Clients (Part 2)
There are two types of clients: the ones you have, and the ones you don't. In January, I talked a little about how to keep the ones you have. This month, let's concentrate on the clients you want to get. The logical starting point is to ask yourself what kind of client you want. The reality is that you can't be all things to all people. Abercrombie & Fitch appeals to one type of fashion client, Brooks Brothers to another. Both have a crystal-clear picture of their strengths and know who they can and should be targeting. Does your spa appeal more to women or men? To upscale or Middle America clients? To mainstream or cutting-edge clients? To the young and trendy or older and sophisticated? To locals or out-of-towners? Armed with a clear mission statement, or USP (Unique Selling Proposition), you can begin to focus your marketing efforts efficiently and effectively. Here are some obvious, and not so obvious, strategies to consider:
Kerry J. Cannon, Jr
Referrals A recommendation from a happy client is one of your best advertisements. Reward your existing clients for every new client they send you.

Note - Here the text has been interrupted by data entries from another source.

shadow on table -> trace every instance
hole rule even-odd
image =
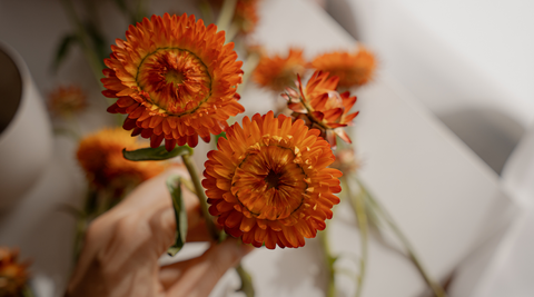
[[[498,175],[525,131],[495,109],[463,109],[437,117]]]

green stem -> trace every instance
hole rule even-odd
[[[368,224],[367,224],[367,214],[365,207],[365,196],[366,190],[365,188],[360,188],[360,192],[356,196],[352,196],[350,186],[347,180],[345,180],[345,188],[350,196],[350,205],[353,206],[353,211],[356,215],[356,219],[358,220],[359,226],[359,234],[360,234],[360,247],[362,247],[362,256],[359,258],[359,274],[357,278],[357,287],[356,287],[356,297],[362,296],[362,290],[364,288],[364,280],[366,276],[366,263],[368,259]]]
[[[245,296],[247,297],[254,297],[255,291],[253,286],[253,277],[250,274],[243,268],[241,263],[239,263],[239,265],[236,267],[236,271],[237,275],[239,275],[239,279],[241,279],[241,287],[238,290],[245,293]]]
[[[76,29],[76,34],[78,36],[78,39],[80,40],[80,43],[81,43],[81,50],[83,51],[83,55],[86,56],[86,59],[89,62],[89,66],[91,67],[95,78],[97,79],[98,85],[101,86],[100,79],[103,78],[102,62],[95,55],[95,51],[91,50],[89,46],[89,36],[87,34],[86,29],[83,28],[83,24],[78,18],[78,14],[76,13],[72,2],[70,0],[61,0],[61,3],[63,4],[65,10],[67,11],[67,16],[69,17],[71,24]]]
[[[219,18],[217,19],[217,28],[219,31],[228,30],[234,12],[236,11],[237,0],[225,0],[222,8],[220,9]]]
[[[204,187],[200,184],[200,178],[198,176],[198,170],[197,167],[195,166],[195,162],[191,159],[191,155],[184,155],[181,156],[181,159],[184,160],[184,165],[186,165],[187,170],[189,171],[189,175],[191,176],[191,181],[192,185],[195,186],[195,191],[197,192],[198,200],[200,202],[200,210],[202,211],[202,216],[206,220],[206,227],[208,228],[209,234],[215,240],[219,239],[219,230],[214,224],[214,218],[208,211],[208,198],[206,197],[206,194],[204,192]]]
[[[363,190],[366,189],[365,185],[362,182],[362,180],[359,180],[359,178],[356,178],[356,181],[358,182],[358,186]],[[380,205],[380,202],[376,200],[367,190],[365,191],[366,191],[366,196],[369,198],[369,201],[378,210],[378,214],[382,215],[386,224],[389,226],[389,228],[392,228],[393,232],[395,232],[398,239],[403,242],[406,251],[408,253],[409,259],[414,263],[415,267],[417,267],[417,270],[423,276],[428,287],[433,290],[434,295],[436,297],[446,297],[447,294],[445,293],[443,287],[437,281],[435,281],[431,277],[431,275],[426,271],[426,269],[423,267],[423,264],[417,257],[414,247],[409,242],[408,238],[400,230],[400,228],[398,228],[397,224],[395,222],[393,217],[389,215],[389,212],[387,212],[387,210]]]
[[[248,55],[247,59],[245,60],[245,68],[243,69],[243,80],[241,85],[237,87],[237,92],[240,93],[245,90],[245,87],[247,86],[248,80],[250,79],[250,76],[253,75],[254,70],[258,66],[260,60],[259,53],[250,53]]]
[[[336,296],[336,284],[335,284],[335,275],[334,275],[334,261],[335,258],[332,257],[330,253],[330,245],[328,244],[328,228],[324,229],[323,231],[318,232],[317,237],[319,239],[320,246],[323,248],[325,255],[325,266],[326,266],[326,297],[334,297]]]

Advertising Few companies can survive on cachet and word of mouth alone. You absolutely have to shout to the world about what you have to offer and why everyone should patronize your spa.
Public Relations Get the press and your local community to notice you. Conduct a fundraiser. Partner with an organization. Help them with their cause, and your business will get attention and bask in the glow of the good work you do for them.

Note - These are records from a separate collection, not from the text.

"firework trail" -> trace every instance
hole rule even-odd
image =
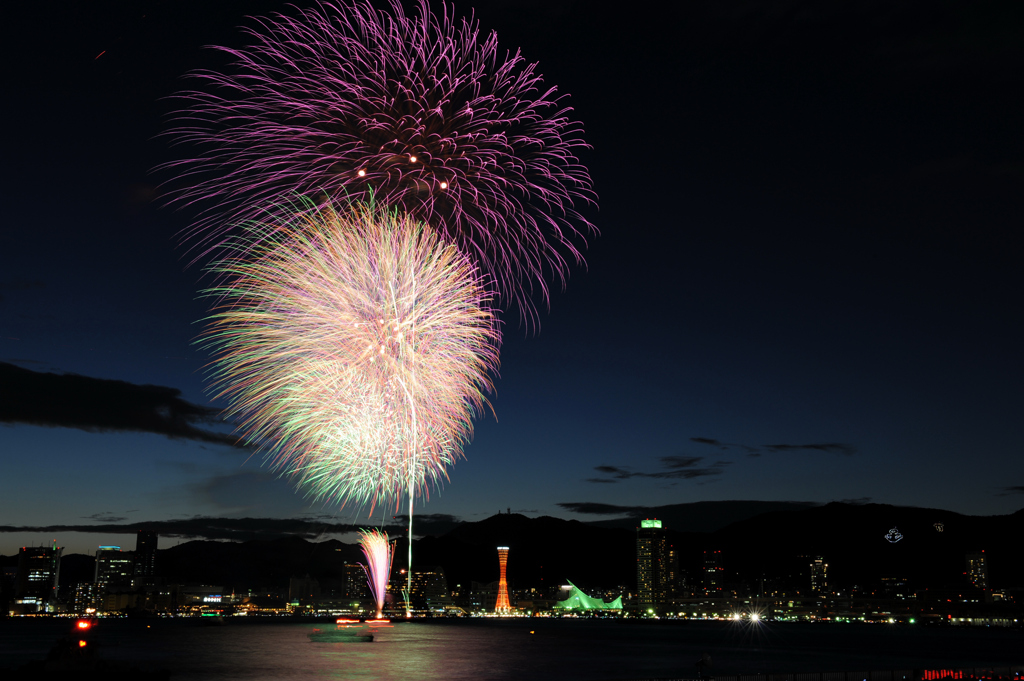
[[[384,593],[387,591],[387,583],[391,577],[391,558],[394,547],[388,542],[387,533],[377,529],[362,529],[360,531],[362,537],[359,538],[359,546],[367,559],[366,564],[362,565],[362,571],[367,573],[367,584],[370,585],[370,593],[377,605],[374,616],[380,620],[384,615]]]
[[[536,63],[442,7],[323,4],[217,48],[232,66],[195,74],[169,133],[198,150],[165,166],[187,185],[174,203],[206,205],[186,238],[218,250],[225,225],[283,196],[376,197],[457,244],[532,320],[531,292],[547,298],[548,274],[564,283],[593,230],[574,208],[596,201],[583,129]]]
[[[479,271],[370,204],[299,207],[213,266],[204,343],[247,443],[315,500],[412,503],[446,478],[497,371]]]

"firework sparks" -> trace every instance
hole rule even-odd
[[[214,266],[205,342],[245,440],[308,496],[429,493],[498,367],[478,270],[430,227],[368,204],[251,227]]]
[[[166,167],[188,184],[176,203],[211,202],[188,235],[202,249],[283,195],[375,196],[457,244],[527,315],[530,292],[547,297],[546,276],[582,259],[593,225],[575,206],[596,201],[582,127],[494,33],[426,0],[415,16],[396,0],[390,14],[325,4],[249,33],[253,46],[218,48],[229,73],[196,74],[170,132],[201,150]]]
[[[387,533],[364,529],[361,534],[359,546],[367,559],[362,571],[367,573],[367,584],[370,585],[370,593],[377,605],[375,618],[380,620],[384,614],[384,594],[387,592],[387,583],[391,577],[394,547],[388,542]]]

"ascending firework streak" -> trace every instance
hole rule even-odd
[[[362,537],[359,538],[359,546],[362,547],[362,555],[367,559],[362,571],[367,573],[367,584],[370,585],[370,593],[377,604],[374,616],[380,620],[384,614],[384,593],[391,577],[391,556],[394,547],[388,542],[387,533],[377,529],[360,531]]]
[[[430,227],[369,204],[297,207],[231,248],[208,292],[217,396],[307,496],[372,512],[408,494],[411,592],[414,498],[446,478],[498,368],[486,283]]]
[[[167,167],[202,203],[189,232],[217,250],[231,224],[283,196],[377,200],[428,222],[532,315],[530,291],[564,281],[593,230],[582,126],[537,65],[426,0],[407,15],[369,2],[321,4],[258,20],[232,63],[194,74],[170,135],[200,150]]]

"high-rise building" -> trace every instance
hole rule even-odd
[[[984,551],[967,554],[967,579],[978,589],[988,588],[988,562]]]
[[[352,601],[364,601],[369,599],[370,585],[367,583],[367,571],[359,563],[345,563],[342,565],[342,596]]]
[[[662,521],[641,520],[637,527],[637,603],[641,610],[668,601],[675,571],[673,558]]]
[[[152,587],[157,583],[157,539],[152,529],[139,529],[135,538],[135,584]]]
[[[722,552],[718,549],[705,551],[703,590],[705,596],[718,597],[722,595],[722,582],[725,568],[722,567]]]
[[[22,547],[17,553],[17,586],[14,602],[25,612],[46,612],[56,602],[60,581],[60,554],[63,548],[52,546]]]
[[[811,592],[824,594],[828,591],[828,563],[821,556],[811,558]]]
[[[131,587],[135,573],[132,555],[122,551],[120,546],[101,546],[96,549],[96,568],[93,582],[97,595],[113,589]]]
[[[79,582],[75,585],[75,591],[72,592],[71,606],[72,611],[79,614],[84,613],[91,607],[96,607],[96,585],[93,582]]]
[[[512,609],[509,603],[509,584],[505,579],[505,566],[509,560],[509,548],[507,546],[498,547],[498,565],[501,572],[498,577],[498,600],[495,603],[495,612],[508,612]]]

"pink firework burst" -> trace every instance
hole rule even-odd
[[[594,229],[577,210],[596,202],[582,126],[494,33],[417,7],[324,4],[217,48],[232,65],[180,95],[169,134],[200,153],[165,166],[186,184],[172,200],[205,205],[187,239],[206,252],[283,197],[373,197],[458,244],[532,317],[531,293],[547,297],[548,274],[564,282]]]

E-marketing Spa clients tend to be upscale, sophisticated, and well-educated folks who use the Internet more than most. Websites such as www.spa-addicts.com can help you accurately and inexpensively reach a concentrated audience of spa-goers.
Gift Certificates Always look at an unredeemed gift certificate as a wasted opportunity. When you sell a gift certificate, try to obtain contact information for the recipient. Send a reminder or call the certificate holder to encourage him or her to come in for the service. And always honor expired certificates. Turning away potential clients because they waited more than a year to make an appointment makes no sense.
Above All, Be Clever Creativity gets noticed. Whether it's your ads, your referral program, or how you approach the editor of a local newspaper or trade magazine such as American Spa, ordinary, ho-hum is easily overlooked and gets you nowhere.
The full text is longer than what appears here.